In a fight over whether a single lending transaction involved interstate commerce, the Supreme Court of Nebraska found the Federal Arbitration Act (FAA) applied and preempted its state arbitration act. Wilczewski v. Charter West Nat’l Bank, __ N.W.2d__ (Neb. Dec. 9, 2016).
The case involved buyers who purchased a home from a bank (who owned it after a foreclosure) and then sued the bank alleging misrepresentation and fraud. The bank moved to compel arbitration. In response, the buyers argued (among other things) that the purchase agreement did not comply with the notice provision in Nebraska’s arbitration act. The bank conceded that fact, but argued that the FAA applied, so it was immaterial.
The buyers pointed out that the real estate was in Nebraska, the buyers were residents of Nebraska, and the alleged statements were made in Nebraska. Therefore, they argued, the purchase did not “affect interstate commerce.” Nebraska’s courts disagreed. Its highest court issued a well-reasoned analysis (with citations in footnotes! Go Bryan Garner!) concluding that “there does not have to be a multi-state transaction for the FAA to be applicable.” Instead, it pointed out the broad and nationwide impact of residential real estate lending was the critical factor in implicating the FAA. Although the bank had briefed the multi-state nature of the homeowner’s insurance, title insurance, cashier’s check, etc., the court called those “tangential details” and did not rely on them in reaching its conclusion.

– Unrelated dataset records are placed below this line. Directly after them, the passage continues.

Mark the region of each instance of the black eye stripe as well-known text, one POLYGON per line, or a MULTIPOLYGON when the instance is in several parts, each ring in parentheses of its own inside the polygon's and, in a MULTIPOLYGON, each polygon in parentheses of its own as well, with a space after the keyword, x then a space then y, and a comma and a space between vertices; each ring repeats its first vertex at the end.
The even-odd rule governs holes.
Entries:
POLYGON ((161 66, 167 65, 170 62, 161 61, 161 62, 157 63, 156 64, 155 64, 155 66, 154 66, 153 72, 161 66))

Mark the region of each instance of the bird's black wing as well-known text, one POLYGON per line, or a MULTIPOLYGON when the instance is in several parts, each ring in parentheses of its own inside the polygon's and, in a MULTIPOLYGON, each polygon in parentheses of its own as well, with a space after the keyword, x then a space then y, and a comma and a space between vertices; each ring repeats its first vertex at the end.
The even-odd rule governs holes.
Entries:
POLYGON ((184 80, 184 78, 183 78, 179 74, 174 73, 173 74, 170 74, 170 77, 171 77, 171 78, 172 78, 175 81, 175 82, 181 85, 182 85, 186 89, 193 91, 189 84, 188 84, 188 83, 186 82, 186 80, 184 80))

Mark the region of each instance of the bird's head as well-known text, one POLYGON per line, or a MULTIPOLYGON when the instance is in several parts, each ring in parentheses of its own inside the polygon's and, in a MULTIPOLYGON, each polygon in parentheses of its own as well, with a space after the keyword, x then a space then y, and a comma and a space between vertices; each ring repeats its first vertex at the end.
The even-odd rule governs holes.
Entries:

The court also distinguished opinions from other courts that refused to compel arbitration of disputes from individual residential real estate transactions. It commented “none of the cases declining to compel arbitration involved a comprehensive practice or activity of lending money on residential real estate, enforcing liens, acquiring title, and reselling…. We need not decide and do not suggest whether the FAA applies to a simple contract for the sale of residential real estate.”
Having done the heavy lifting of finding the FAA applied, the court easily concluded that the buyers’ claims fell within the scope of the arbitration clause and therefore affirmed the lower court’s decision to compel arbitration.